Wendy from the East Bay reported this cellular green albino redwood growing elusively in the Oakland Hills. We had reports of this albino redwood back in 2013 and explored the area with no luck. Thanks to Wendy and her dog Annie, we were able to track down this beautiful find. Appearing quite photogenic, this cellular green albino redwood appears to be growing independently from other nearby redwoods. Under the surface, this albino redwood is connected to the root system of the green redwood behind it.
Located deep within the forests of Mendocino County, Howard shares with us this white albino redwood known by early homesteaders since the 1930’s. Passed on by word of mouth by just a few people over the years, this tree is making its first public debut. The tree stands around 12 feet tall & has accumulated layers of duff from years of redwood needle replacement. As the fragile albino foliage dies, other new sprouts take its place. Over time albinos like this become beautiful hedges. Thanks to Saundra at Joe's R/K & Grill for putting us in touch with Howard.
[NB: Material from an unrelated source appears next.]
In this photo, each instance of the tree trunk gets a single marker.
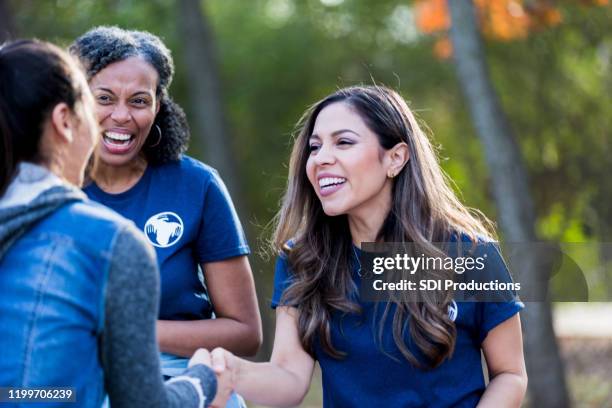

Lead Wildlife Biologist Shad & his botanist coworker Haley shared with us four beautiful white albino redwoods near Anderson Valley in Mendocino County. The tallest stands in at just under 30 feet. Known since the 1950’s, these trees have been carefully protected by Mendocino Redwood Company who’s managing the surrounding forest. Thanks to their good stewardship, these albino redwoods should continue to live on for many more years to come.
Pete from Sacramento County (not pictured) shares with us the third mottled albino redwood known in existence. The tree is approximately 15 years old and was obtained at the California State Fair. For unknown reasons the tree mysteriously started producing variegated foliage at a young age. Pete hopes to train his tree into a full-size redwood that one day may rival the super chimeras found within this website. Best to luck Pete and thanks for sharing this truly one of a kind redwood!
Originally discovered around dusk by a gentleman named Will, this little sprig of a tree appeared to glow at twilight in the darkness of the forest. Lucky for Will, timing of the light can be everything when looking for albino redwoods. At times too much light and dark contrast can camouflage these trees into the background of obscurity. Sometimes the perfect moment arrives when the lighting is just right to reveal these trees as was in Will’s case. Even the best researchers have walked by albino redwoods hiding in the shadows just a few feet away. Thankfully, Will led us to the tree in the light of the day.
The small white albino redwood Will found is hidden on the banks of a creek in western Marin County. It’s growing between two larger green redwoods and appears only to be a few years’ old.